Dans cette brochure, le président du Mouvement Normand réfléchit sur la monarchie française et ses conséquences en Normandie. Il ne s’agit ni d’un plaidoyer royaliste, ni d’une dithyrambe républicaine. Comme il le note en préface, « apprécier – au sens de reconnaître la valeur – l’Ancien Régime ne m’empêche en rien de regarder ces siècles si riches d’événements, heureux ou malheureux, au travers du prisme normand qui est ma référence suprême ».

Bien que regrettant l’annexion de 1204, Didier Patte estime que « la Monarchie, c’est une continuité. Elle intègre le temps dans ses heurs et malheurs. Et si la Normandie eut à souffrir – comme d’autres provinces – du centralisme grandissant de la Monarchie, elle ne perdit jamais, sous les rois, ses particularismes et son identité. Au fond, les rois avaient compris que toute uniformisation est un appauvrissement, toute rupture avec le passé une perte d’identité. Avec la Monarchie, diversité était richesse, évolution était sagesse ». Il développe cette analyse en prenant l’exemple du Parlement de Normandie qui « juge “ au nom du Roi ”, selon la coutume et les usages de Normandie, applique la charte aux Normands, mais […qui] est devenu une partie de l’autorité royale ». Cependant, ce parlement comme les autres parlements du royaume se croît capable de s’opposer à l’autorité royale et s’imagine être un « quatrième ordre » alors qu’ils ne tiennent leur pouvoir judiciaire que par une délégation du souverain. Didier Patte estime que « les Parlements ont défendu les libertés provinciales, mais ils n’étaient pas les représentants qualifiés des provinces : ce rôle était réservé aux États… Ces derniers n’étaient pas réunis, c’est vrai ». La remarque est inexacte, car la fréquence de réunion des États dépend de la province. Les puissants États du Languedoc se réunissaient souvent et défiaient couramment l’intendant !
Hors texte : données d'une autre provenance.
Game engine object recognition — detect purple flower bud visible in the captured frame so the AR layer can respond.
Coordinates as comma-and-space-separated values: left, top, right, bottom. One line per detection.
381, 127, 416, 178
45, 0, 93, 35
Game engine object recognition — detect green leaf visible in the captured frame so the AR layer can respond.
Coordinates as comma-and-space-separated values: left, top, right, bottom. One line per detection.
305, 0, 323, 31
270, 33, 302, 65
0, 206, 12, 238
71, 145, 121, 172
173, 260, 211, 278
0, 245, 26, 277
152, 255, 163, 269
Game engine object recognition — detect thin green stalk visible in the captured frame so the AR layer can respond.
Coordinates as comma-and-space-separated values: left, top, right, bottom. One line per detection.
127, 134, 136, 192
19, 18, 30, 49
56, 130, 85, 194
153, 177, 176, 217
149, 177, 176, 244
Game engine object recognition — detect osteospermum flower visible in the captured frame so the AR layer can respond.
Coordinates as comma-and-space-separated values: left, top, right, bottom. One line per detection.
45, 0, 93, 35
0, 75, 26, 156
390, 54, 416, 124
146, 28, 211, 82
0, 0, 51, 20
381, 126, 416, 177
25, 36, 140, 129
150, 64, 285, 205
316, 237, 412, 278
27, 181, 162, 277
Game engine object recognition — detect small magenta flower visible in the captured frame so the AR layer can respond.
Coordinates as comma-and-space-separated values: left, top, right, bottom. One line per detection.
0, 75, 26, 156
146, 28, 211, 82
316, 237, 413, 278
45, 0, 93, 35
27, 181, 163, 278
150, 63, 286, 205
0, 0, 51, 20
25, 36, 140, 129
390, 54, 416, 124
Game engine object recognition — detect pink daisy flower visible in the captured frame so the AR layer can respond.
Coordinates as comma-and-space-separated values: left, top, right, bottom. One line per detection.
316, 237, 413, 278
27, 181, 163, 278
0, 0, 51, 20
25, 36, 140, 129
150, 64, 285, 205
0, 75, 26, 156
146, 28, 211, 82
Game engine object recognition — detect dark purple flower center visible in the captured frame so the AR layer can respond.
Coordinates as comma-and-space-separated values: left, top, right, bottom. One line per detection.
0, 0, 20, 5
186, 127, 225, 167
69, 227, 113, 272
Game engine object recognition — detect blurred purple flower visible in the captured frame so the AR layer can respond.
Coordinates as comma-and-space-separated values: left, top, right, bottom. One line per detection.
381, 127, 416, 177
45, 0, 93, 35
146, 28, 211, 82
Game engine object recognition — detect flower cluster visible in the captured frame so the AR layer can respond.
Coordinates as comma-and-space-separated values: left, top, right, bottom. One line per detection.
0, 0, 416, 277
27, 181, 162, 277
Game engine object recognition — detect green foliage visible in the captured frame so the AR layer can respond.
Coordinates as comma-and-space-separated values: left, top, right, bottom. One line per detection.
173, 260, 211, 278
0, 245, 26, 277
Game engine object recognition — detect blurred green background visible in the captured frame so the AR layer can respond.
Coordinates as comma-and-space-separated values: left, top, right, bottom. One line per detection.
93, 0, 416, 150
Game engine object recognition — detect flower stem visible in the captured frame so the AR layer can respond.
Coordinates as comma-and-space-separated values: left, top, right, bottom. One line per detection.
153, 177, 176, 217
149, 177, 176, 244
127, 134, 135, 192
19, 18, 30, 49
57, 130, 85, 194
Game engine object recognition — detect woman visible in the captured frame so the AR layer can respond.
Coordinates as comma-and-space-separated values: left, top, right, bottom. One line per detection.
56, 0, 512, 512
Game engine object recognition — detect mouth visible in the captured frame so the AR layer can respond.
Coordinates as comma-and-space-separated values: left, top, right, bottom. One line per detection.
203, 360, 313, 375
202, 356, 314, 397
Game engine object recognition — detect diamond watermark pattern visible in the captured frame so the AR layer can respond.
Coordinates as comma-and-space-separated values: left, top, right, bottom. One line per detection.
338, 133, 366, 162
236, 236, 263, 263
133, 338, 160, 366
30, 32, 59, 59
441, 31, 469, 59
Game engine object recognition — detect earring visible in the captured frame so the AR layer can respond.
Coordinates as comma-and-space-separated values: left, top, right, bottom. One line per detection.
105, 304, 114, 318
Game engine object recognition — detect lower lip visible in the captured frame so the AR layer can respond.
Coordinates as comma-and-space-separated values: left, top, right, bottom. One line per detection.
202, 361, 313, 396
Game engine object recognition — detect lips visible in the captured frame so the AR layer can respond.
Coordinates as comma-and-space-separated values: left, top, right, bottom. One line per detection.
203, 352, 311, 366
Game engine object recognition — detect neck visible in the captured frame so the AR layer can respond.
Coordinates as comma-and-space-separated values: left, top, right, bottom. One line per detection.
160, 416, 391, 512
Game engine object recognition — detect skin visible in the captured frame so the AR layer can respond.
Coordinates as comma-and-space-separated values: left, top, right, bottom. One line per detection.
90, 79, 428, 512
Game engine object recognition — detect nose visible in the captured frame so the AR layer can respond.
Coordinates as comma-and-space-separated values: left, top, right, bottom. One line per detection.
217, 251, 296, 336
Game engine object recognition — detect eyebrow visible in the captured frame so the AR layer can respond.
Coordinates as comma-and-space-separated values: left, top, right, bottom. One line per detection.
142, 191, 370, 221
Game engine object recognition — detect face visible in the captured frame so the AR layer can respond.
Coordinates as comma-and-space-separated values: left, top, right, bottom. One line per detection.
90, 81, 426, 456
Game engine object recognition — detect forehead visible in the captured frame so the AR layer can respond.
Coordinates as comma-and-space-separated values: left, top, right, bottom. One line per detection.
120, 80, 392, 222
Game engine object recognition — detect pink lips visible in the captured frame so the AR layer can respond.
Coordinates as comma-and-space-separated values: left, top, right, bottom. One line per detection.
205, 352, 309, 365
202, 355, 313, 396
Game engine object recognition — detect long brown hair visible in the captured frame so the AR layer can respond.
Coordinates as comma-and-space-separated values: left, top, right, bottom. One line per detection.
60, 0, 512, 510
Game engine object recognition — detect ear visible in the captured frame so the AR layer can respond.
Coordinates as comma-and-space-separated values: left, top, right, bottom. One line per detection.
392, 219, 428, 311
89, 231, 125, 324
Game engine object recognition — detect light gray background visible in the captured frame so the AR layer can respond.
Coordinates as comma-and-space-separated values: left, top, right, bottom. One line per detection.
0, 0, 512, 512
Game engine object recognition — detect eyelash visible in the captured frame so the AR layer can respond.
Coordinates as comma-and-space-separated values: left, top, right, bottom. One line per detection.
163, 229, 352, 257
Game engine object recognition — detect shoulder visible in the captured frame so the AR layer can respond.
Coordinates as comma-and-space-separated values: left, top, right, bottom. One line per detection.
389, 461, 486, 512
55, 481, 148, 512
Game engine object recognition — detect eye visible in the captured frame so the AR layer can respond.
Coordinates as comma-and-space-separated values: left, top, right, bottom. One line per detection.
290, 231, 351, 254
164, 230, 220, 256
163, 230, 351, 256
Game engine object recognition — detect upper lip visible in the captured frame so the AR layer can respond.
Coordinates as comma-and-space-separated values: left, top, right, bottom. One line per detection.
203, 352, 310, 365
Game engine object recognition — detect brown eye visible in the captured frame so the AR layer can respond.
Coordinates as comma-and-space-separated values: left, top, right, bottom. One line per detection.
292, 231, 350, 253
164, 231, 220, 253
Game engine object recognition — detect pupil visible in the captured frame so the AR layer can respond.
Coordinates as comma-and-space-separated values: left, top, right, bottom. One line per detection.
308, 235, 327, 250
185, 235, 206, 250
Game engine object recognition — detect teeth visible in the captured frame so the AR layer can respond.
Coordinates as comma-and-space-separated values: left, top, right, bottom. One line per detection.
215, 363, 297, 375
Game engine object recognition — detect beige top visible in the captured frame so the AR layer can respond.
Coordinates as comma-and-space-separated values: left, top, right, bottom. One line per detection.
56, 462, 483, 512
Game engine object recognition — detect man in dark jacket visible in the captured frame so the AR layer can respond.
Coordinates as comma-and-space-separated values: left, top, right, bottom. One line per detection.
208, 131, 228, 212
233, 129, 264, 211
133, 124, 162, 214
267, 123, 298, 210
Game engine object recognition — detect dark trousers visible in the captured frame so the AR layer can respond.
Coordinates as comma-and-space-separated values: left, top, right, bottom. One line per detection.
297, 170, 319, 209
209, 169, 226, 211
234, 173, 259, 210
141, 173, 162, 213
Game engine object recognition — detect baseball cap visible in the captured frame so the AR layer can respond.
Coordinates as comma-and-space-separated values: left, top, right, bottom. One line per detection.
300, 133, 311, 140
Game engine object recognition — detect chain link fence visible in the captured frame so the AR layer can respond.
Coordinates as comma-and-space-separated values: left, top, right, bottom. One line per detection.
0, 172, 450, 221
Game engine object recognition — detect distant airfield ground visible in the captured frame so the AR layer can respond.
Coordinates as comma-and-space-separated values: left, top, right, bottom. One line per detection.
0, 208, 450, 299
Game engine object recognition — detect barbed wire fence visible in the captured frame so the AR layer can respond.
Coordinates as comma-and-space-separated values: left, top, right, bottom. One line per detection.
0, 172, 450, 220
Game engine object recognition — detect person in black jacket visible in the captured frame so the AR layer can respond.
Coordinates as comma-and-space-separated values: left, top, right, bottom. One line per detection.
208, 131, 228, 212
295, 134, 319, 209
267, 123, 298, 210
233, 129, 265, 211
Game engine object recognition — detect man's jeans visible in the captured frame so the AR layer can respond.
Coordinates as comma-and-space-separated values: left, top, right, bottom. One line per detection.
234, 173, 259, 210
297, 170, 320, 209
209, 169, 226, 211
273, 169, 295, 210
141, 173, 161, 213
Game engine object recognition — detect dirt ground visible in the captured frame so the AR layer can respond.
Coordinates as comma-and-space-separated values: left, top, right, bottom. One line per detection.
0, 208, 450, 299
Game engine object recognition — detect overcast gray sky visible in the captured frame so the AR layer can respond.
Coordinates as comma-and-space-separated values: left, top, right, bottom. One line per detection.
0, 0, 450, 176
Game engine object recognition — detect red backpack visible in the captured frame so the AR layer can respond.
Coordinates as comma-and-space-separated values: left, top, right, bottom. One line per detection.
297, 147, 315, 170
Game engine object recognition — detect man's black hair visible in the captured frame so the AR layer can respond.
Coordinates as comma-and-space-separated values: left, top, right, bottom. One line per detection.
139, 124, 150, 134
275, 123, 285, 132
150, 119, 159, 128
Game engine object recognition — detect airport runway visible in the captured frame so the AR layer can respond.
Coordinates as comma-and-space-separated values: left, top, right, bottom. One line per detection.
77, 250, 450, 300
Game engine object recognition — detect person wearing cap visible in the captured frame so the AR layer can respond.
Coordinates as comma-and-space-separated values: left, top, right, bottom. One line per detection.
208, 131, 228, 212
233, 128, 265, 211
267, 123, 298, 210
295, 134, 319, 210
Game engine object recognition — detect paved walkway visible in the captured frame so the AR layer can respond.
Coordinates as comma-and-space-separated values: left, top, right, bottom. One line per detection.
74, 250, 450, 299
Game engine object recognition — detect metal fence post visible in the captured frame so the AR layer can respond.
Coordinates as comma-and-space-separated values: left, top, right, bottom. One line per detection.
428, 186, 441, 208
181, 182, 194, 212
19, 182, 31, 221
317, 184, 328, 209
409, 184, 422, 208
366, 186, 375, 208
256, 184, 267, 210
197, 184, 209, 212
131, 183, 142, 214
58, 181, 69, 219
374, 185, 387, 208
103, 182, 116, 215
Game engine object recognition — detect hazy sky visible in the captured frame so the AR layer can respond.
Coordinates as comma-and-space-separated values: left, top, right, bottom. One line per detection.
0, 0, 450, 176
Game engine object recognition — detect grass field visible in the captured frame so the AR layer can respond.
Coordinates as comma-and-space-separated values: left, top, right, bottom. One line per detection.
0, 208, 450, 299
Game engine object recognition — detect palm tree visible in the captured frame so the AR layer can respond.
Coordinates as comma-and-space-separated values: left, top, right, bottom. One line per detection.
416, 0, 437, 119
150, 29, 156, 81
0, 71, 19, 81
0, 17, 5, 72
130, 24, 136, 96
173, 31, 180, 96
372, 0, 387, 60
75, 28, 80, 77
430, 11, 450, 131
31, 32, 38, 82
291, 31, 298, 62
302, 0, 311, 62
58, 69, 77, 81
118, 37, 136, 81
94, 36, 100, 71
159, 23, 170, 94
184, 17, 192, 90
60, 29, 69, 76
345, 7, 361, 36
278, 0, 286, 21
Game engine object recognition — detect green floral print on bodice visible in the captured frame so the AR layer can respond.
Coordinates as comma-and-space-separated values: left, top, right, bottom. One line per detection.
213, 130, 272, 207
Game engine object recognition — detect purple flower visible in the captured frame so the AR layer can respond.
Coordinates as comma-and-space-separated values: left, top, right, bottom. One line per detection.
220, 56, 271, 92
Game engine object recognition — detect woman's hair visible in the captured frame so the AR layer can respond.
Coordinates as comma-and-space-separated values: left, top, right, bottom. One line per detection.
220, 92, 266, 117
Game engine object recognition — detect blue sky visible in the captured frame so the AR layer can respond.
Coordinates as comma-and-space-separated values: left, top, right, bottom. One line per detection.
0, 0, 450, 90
L’auteur s’interroge enfin sur « Régionalisme et nationalité : quelle légitimité ? » Son propos ne manque pas de pertinence. « Nos aïeux étaient des Normands, des Bretons, des Provençaux ou des Alsaciens, appartenant au Royaume de France dont le souverain était l’incarnation même de son unité… Ils sont devenus citoyens d’un État-nation, dont le souverain était le peuple lui-même… Puis, aujourd’hui, nous, leurs descendants, ne savons plus si nous sommes plus des citoyens européens que des citoyens français à la nationalité galvaudée. La seule certitude étant que nous sommes chacun des numéros matricules de la Sécurité sociale française, en attendant que la protection sociale ne devienne effectivement européenne. Il faut avouer que tout cela n’a pas la même saveur et ne permet plus une parfaite identification. Est-il donc si étonnant que, resurgissant des profondeurs de nos êtres, on redécouvre la nécessité de se définir comme Normands, Corses ou Savoyards, puisque Français signifie moins et que l’identité européenne n’est pas encore fixée ? » Une interrogation légitime que nous partageons.

Maximilien Malirois

• Didier Patte, De l’héritage monarchique. Quelques réflexions sur un système dans lequel la Normandie a vécu plus de huit siècles…, Les Éditions de L’Esnèque, coll. « Dits es-normands », 2003, 32 p., 5 €. (Les Éditions de L’Esnèque, 13, rue de gré, F-78580 Maule, Île-de-France ou O.D.I.N., Le Gab, Les Bruyères, F-27290 Écaquelon, Normandie).

• Paru dans L’Esprit européen, n° 12, été 2004.